Indigo's first single, "Hit of You," contains percolating melody dabbling in a waltz, before crescendoing into a show-stopper that sounds like a Shirley Bassey deep cut. The song-about "the feeling of euphoria that you associate with the best lover or a really great audience"-features what she calls a "Lewis Carroll pitter-patter rap. That song feels like falling down a rabbit hole."

The superstar performer who has accumulated many accolades: naming Moby, Reggie Watts, and Yo-Yo Ma, as collaborators, the latter on his Songs of Joy & Peace album, which won a Grammy Award.

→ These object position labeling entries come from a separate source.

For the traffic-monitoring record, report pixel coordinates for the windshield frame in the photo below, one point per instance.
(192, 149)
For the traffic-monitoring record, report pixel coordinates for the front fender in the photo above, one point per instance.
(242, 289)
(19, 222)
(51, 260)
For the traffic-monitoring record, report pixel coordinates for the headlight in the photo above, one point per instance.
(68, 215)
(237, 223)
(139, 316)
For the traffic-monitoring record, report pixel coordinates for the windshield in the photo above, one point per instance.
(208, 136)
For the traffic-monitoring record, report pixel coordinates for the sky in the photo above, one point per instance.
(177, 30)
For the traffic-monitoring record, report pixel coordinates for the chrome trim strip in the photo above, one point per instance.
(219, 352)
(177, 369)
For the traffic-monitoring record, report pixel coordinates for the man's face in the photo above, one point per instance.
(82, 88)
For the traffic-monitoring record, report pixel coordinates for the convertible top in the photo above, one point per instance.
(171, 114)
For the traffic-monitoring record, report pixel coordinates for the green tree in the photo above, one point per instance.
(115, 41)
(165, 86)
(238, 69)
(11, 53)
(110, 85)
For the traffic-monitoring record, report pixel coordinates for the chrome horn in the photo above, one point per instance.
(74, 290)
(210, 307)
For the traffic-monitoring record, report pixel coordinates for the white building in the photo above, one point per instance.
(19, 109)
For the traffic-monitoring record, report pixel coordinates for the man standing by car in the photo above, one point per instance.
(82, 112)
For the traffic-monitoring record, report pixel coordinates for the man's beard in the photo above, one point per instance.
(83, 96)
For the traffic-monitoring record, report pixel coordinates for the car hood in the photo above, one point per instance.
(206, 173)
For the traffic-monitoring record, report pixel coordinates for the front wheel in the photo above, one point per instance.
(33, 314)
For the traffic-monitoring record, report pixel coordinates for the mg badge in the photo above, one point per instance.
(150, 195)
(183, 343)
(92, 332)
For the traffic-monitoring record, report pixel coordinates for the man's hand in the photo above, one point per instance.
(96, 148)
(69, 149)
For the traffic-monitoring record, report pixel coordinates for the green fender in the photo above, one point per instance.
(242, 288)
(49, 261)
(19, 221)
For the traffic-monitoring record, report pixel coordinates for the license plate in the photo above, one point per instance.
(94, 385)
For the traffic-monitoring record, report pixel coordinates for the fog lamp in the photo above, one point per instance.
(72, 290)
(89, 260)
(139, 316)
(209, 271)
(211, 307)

She's received a New York Foundation for the Arts fellowship, a Time Out London theater award, and a 2013 London Cabaret Award. A composer who co-composed with Adam Rapp on his musical Los Angeles, Rizo has also penned theme songs for the Fuse network and E! Entertainment. All of which is to say: Our Lady of Perpetual Creativity is, by design, many things to many people.

"I love taking these beautiful, luxurious images or sounds and pressing them up to the very raw pain of existence. Making people feel alive-grand and giant one moment, yet intimate and vulnerable the next," says Rizo. "That's why I introduce myself as chanteuse, which Piaf described as someone who takes one song and makes a whole opera out of it. Many of my songs carry a kernel of mystery, and I hope my music makes listeners vibrate with that excitement."

Indigo features songs like "Under" an unlikely banger built around a boogaloo beat, one of its most eccentric offerings. The song came about after The Civilians theater company had asked Lady Rizo to write a song about a real-life couple who had sex in a coffin while being buried. The song attempts to answer the inevitable questions that arise: "What is the desire for that?" she asks. "Why do we want to feel sex and death together?"

"Sometimes the Sky's Too Bright" also came from a challenge. In this case, she was invited to collaborate on a Soho Theatre show in London about Dylan Thomas. She transforms his poem "Sometimes the Sky's Too Bright" into a haunting, beat-driven tune. "I think it's about the unbearable beauty of the world," Lady Rizo explains. "Like when you're in a very dark place, but it's a gorgeous day outside. And you wish clouds would roll in to match your mood."